A declaração vem depois da China enviar dois caças para aparelhar os aviões de guerra japoneses e norte americanos que estavam voando no espaço aéreo em desafio a China depois do dia 23 de novembro quando veio o anúncio de que todos os aviões voando através da área terão que apresentar planos de voo e outras informações para as autoridades de Pequim.
Relatos da mídia chinesa disse que os caças identificaram os aviões, mas não tomou nenhuma atitude .
Recentemente declarou: " ADIZ -Air Defense Identification Zone" da China inclui o espaço aéreo sobre o Mar da China Oriental , que é o lar de pequenas ilhas , mas muito disputadas em grupo de ilhas que estiveram sob o controle administrativo do Japão , mas também reivindicadas pela China.

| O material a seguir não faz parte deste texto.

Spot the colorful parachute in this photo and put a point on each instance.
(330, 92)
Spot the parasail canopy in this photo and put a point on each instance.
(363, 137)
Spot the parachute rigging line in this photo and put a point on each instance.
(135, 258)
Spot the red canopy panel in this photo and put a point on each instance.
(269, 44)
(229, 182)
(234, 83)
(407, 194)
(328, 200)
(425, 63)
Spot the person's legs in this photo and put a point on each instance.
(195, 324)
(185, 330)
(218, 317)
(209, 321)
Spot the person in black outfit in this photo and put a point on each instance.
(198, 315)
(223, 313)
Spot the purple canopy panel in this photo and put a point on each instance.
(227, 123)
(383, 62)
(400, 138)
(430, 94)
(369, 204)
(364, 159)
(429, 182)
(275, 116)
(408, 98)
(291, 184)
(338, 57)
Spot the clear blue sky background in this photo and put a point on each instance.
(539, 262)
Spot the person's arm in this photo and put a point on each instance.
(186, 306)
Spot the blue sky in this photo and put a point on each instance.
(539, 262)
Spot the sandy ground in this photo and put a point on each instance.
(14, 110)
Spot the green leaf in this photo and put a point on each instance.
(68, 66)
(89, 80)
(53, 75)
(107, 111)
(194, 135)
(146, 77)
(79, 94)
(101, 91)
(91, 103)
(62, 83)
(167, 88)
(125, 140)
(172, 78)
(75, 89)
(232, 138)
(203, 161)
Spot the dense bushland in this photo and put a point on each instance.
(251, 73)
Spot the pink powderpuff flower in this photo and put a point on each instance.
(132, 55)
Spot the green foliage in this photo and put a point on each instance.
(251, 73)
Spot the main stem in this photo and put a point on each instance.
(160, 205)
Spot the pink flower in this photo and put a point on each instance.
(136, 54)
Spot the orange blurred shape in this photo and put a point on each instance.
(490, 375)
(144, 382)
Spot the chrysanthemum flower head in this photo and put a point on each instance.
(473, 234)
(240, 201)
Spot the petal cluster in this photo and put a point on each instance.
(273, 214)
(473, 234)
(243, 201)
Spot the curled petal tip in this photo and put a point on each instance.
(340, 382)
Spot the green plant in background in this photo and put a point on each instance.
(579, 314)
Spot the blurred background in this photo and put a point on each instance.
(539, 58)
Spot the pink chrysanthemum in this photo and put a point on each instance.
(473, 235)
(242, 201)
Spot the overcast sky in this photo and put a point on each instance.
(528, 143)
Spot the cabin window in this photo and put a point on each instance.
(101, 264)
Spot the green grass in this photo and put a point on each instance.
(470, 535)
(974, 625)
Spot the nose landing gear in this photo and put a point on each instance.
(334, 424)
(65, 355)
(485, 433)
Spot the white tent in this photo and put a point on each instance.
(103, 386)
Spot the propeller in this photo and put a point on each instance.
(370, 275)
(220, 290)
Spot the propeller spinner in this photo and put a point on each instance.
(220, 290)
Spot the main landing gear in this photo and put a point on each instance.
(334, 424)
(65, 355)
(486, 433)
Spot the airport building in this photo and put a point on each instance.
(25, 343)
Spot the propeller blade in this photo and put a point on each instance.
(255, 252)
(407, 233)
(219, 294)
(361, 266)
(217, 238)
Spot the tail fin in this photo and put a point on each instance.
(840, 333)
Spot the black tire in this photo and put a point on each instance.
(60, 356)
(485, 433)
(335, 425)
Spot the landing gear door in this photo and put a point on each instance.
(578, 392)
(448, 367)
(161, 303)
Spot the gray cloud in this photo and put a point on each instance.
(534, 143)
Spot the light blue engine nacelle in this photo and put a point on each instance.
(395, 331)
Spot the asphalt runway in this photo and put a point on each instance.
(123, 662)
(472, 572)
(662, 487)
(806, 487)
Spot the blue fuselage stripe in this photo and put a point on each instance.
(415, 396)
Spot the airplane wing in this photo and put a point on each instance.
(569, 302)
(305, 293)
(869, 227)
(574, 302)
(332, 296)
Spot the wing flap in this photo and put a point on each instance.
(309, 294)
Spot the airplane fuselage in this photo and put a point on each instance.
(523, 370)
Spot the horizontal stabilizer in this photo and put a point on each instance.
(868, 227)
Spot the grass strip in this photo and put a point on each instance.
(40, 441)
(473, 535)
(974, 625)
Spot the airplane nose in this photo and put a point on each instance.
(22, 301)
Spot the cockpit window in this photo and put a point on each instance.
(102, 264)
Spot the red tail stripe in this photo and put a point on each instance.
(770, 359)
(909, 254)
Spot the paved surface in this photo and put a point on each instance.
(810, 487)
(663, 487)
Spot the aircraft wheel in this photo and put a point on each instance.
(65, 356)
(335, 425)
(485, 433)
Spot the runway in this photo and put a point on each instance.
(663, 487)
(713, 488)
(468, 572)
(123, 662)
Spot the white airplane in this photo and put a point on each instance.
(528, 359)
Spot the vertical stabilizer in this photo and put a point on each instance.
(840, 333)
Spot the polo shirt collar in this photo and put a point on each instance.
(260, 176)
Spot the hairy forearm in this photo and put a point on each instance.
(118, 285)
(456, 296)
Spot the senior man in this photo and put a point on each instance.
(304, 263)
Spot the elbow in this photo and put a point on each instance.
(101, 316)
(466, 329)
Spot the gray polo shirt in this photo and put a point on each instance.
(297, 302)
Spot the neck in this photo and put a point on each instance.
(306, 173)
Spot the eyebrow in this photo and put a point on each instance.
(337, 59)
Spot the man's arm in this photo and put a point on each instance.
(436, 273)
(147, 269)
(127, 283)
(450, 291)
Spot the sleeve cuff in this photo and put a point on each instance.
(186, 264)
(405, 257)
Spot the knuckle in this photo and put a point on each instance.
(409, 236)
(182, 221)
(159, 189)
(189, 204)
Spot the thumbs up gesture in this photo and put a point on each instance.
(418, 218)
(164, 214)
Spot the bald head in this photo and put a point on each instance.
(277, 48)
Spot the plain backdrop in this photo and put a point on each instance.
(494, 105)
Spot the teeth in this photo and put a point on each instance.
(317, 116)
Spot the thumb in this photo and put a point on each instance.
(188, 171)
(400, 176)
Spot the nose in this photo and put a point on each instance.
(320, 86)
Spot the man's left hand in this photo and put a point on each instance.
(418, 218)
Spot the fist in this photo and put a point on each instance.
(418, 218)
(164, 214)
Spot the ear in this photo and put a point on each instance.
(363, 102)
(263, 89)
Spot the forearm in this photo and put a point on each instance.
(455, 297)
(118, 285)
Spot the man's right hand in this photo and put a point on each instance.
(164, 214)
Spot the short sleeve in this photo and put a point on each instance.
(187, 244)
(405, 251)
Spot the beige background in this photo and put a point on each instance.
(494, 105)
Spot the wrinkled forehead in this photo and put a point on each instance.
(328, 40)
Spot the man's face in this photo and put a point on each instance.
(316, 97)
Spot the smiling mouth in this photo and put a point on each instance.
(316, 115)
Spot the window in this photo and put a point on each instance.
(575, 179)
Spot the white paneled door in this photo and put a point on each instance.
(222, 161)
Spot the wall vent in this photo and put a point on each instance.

Os EUA, que tem tratados de defesa com os vizinhos regionais da China Japão, Coreia do Sul e Filipinas , imediatamente emitiram uma resposta descartando a declaração antes de enviar bombardeiros B-52 através da zona segunda-feira como parte de um exercício de treinamento .
Coréia do Sul e Japão também enviaram aviões através da zona antes de os caças chineses foram mobilizados .
Através de saídas oficiais de mídia , as autoridades chinesas disseram que sua força aérea permanecerá em estado de alerta máximo e vai tomar medidas para proteger o espaço aéreo da China contra intrusões.